(ORDO NEWS) — Astronomers have discovered that too many supernovae can not only slow down star formation, but also stop it.
Interstellar winds can interrupt or completely stop the process of star birth. It was this phenomenon that a team of astronomers in New Mexico discovered when they studied the galaxy M33.
They also found that cosmic rays play a huge role in propagating these winds through interstellar space.
Astronomers have long known that winds from supernova explosions and jets of matter emanating from the cores of galaxies can slow down star formation. In essence, they deprive protostars of the gas and dust they need to form.

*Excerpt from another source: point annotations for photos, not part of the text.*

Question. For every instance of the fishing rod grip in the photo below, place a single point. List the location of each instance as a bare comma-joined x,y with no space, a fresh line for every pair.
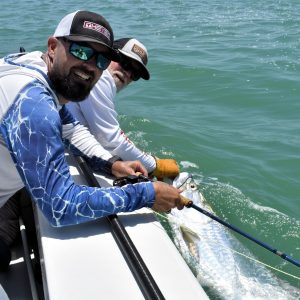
185,201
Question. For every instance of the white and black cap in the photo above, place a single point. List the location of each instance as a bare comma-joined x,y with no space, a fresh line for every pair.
86,26
135,50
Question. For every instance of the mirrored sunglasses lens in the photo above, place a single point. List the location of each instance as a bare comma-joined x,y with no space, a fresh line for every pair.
81,52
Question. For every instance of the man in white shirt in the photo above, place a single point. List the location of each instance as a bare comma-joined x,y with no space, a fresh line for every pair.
98,113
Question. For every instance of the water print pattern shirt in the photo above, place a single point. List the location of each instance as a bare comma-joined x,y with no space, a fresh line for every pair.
33,130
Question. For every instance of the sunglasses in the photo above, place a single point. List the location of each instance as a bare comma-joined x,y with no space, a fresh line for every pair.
128,66
83,52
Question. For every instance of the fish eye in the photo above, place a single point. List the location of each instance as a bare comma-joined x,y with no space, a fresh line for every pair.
192,185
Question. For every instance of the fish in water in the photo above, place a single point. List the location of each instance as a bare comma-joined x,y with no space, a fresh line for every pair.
208,247
206,242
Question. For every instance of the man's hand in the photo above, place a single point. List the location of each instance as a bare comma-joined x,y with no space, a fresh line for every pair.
166,197
166,168
125,168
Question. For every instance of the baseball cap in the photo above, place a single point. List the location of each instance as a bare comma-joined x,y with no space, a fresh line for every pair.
135,50
86,26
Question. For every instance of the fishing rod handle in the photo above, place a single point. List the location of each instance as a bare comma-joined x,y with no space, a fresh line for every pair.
185,201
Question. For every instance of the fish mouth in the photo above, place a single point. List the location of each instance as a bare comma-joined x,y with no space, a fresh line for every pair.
182,179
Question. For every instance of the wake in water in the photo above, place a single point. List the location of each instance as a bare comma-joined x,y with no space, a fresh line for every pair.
209,248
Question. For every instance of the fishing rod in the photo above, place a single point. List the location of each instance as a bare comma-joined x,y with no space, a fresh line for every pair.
141,273
189,203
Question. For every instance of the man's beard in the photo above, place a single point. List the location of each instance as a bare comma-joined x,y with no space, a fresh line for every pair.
69,86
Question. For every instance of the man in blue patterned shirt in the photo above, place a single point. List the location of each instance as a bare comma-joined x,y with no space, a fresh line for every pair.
35,126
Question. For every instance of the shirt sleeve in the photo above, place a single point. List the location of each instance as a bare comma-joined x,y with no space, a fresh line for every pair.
99,114
33,134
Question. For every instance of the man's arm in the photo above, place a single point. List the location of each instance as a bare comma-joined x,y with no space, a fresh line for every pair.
33,135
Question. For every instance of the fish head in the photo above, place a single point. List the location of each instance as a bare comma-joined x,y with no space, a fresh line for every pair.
186,183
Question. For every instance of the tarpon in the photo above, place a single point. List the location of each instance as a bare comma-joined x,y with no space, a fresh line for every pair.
206,242
209,248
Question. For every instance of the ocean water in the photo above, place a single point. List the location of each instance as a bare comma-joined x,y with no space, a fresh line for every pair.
223,100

Now for an unexpected twist.
When supernovae occur, they release large amounts of cosmic rays. The more supernovae appear, the more cosmic rays are emitted. They then have a greater effect on interstellar winds, which eventually destroy stellar nurseries.

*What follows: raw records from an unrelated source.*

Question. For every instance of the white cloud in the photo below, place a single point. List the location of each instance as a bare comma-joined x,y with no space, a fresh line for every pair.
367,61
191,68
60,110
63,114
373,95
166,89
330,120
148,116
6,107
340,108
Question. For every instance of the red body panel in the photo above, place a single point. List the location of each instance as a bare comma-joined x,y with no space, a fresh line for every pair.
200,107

“We have seen galactic winds driven by cosmic rays in the Milky Way and the Andromeda Galaxy, where the rate of star formation is much lower,” said Fatema Tabatabaei of the Institute for Basic Science Research in Iran.
The processes of star formation and the formation of galaxies are closely related. Simply put, galaxies start out as small clusters of stars that form in hydrogen-rich clouds.
Stars continue to form in clouds of hydrogen gas and dust scattered throughout the galaxies. Starbursts consume available gas and dust, and this affects the shape of the galaxy.
As a team of astronomers led by Tabatabai discovered, the most massive stars at the end of their lives generate cosmic rays that form winds in interstellar space and interact with magnetic fields.
A large number of cosmic rays form a pressure front that crashes into a stellar nursery filled with gas and dust.
The wind breaks the clouds and carries away the building materials necessary for star formation. In general, cosmic rays set in motion winds that dampen star formation.